Moralists tell us, self-examination is a great virtue, an indispensable duty. I don't believe it. Generally, it is utterly useless, hopeless, and unprofitable. Much of it springs from the very egotism it pretends to cure. There are not more conceited hypocrites on earth than many of your “miserable sinners.”

If I cannot think of something or somebody better than myself, I will just give up thinking altogether: will pass entirely to the uppermost of my two lives, which I have now made to tally so successfully that they seem of one material: like our girls' new cloaks, which everybody imagines sober grey, till a lifting of the arms shows the other side of the cloth to be scarlet.

That reminds me in what a blaze of scarlet Captain Treherne appeared at our modest dinner-table. He was engaged to a full-dress party at the Camp, he said, and must leave immediately after dinner,—which he didn't. Was his company much missed, I wonder? Two here could well have spared it—Colin Granton and Francis Charteris.

How odd that until to-night Captain Treherne should have had no notion that his cousin was engaged to our Penelope, or even visited at Rockmount. Odd too, that other people never told him. But it is such an old affair, and we were not likely to make the solemn communication ourselves; besides, we never knew much about the youth, except that he was one of Francis's fine relations. Yet to think that Francis all these years should never have even hinted to these said fine relations that he was engaged to our Penelope!

If I were Penelope—but I have no business to judge other people. I never was in love, they say.

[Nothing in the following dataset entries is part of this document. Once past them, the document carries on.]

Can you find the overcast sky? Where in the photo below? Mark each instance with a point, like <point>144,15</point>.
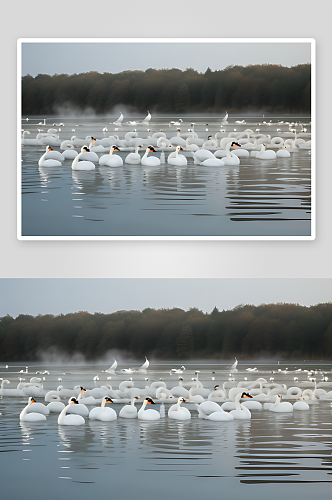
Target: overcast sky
<point>70,58</point>
<point>56,296</point>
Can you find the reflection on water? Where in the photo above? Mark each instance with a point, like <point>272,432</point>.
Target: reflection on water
<point>255,198</point>
<point>268,455</point>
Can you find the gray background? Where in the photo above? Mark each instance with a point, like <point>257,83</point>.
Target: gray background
<point>291,18</point>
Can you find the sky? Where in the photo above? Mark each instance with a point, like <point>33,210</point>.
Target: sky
<point>56,296</point>
<point>62,57</point>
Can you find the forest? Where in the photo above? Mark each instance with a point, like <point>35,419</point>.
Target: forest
<point>268,87</point>
<point>289,331</point>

To see the meeting between these two was quite dramatic, and as funny as a farce.

Francis sitting on the sofa by Penelope, talking to Mrs. Granton and her friend Miss Emery, and doing a little bit of lazy love-making between whiles. When enters, late and hurried, Captain Treherne. He walks straight up to papa, specially attentive; then bows to Lisabel, specially distant and unattentive; (I thought, though, at sight of her he grew as hot as if his regimental collar were choking him); then hastens to pay his respects to Miss Johnston, when lo! he beholds Mr. Francis Charteris.

“Charteris! what the—what a very unexpected pleasure!”

Francis shook hands in what we call his usual fascinating manner.

“Miss Johnston!”—in his surprise Captain Treherne had quite forgotten her—“I really beg your pardon. I had not the slightest idea you were acquainted with my cousin.” Nor did the young man seem particularly pleased with the discovery.